S.1360 - A bill to amend the Indian Financing Act of 1974, and for other purposes.100th Congress (1987-1988)
|Sponsor:||Sen. Burdick, Quentin N. [D-ND] (Introduced 06/11/1987)|
|Committees:||Senate - Permanent Select Committee on Indian Affairs | House - Interior and Insular Affairs|
|Committee Reports:||S.Rept 100-149; H.Rept 100-838|
|Latest Action:||09/22/1988 Became Public Law No: 100-442. (All Actions)|
This bill has the status Became Law
Here are the steps for Status of Legislation:
- Passed Senate
- Passed House
- Resolving Differences
- To President
- Became Law
Summary: S.1360 — 100th Congress (1987-1988)All Information (Except Text)

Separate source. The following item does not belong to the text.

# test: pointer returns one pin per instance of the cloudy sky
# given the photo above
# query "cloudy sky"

(Measure passed House, amended)
Passed House amended (08/08/1988)
Amends the Indian Financing Act of 1974 to increase the amount of loans to individual Indians or economic enterprises from $350,000 to $500,000.
Allows the sale or assignment to any person of any loan guaranteed under such Act. Removes the restriction that such sale or assignment is subject to examination or supervision by the United States.
Raises the loan guarantee authorization from $200,000,000 to $500,000,000.
Provides that all collections and all moneys appropriated under such Act will remain available until expended.
Requires that if the Secretary of the Interior determines that the amount in the Indian Loan Guaranty and Insurance Fund is insufficient to maintain an adequate level of reserves, the Secretary must submit a report notifying the Congress of the deficiencies in the Fund.
Authorizes the Secretary to provide a supplemental surety bond guarantee, not to exceed 20 percent of any loss, for any Indian individual or economic enterprise eligible for a surety guarantee under specified provisions of the Small Business Investment Act of 1958, so that the aggregate of the two guarantees is 100 percent. Allows the Secretary to provide such supplemental guarantee only if certain criteria are met, including that the supplemental guarantee is necessary for the Indian individual or economic enterprise to secure a surety bond.
Requires the Secretary to establish fees to be paid by principals and premiums to be paid by sureties and to deposit them in the Fund.
States that the Secretary may guarantee not to exceed 90 percent of the unpaid principal and interest due on an issue of bonds, debentures, or similar obligations issued by an organization satisfactory to the Secretary.
Provides that a contractor of a Federal agency may be allowed an additional amount of compensation equal to five percent of the amount paid to a subcontractor or supplier if such subcontractor or supplier is an Indian organization or Indian-owned economic enterprise.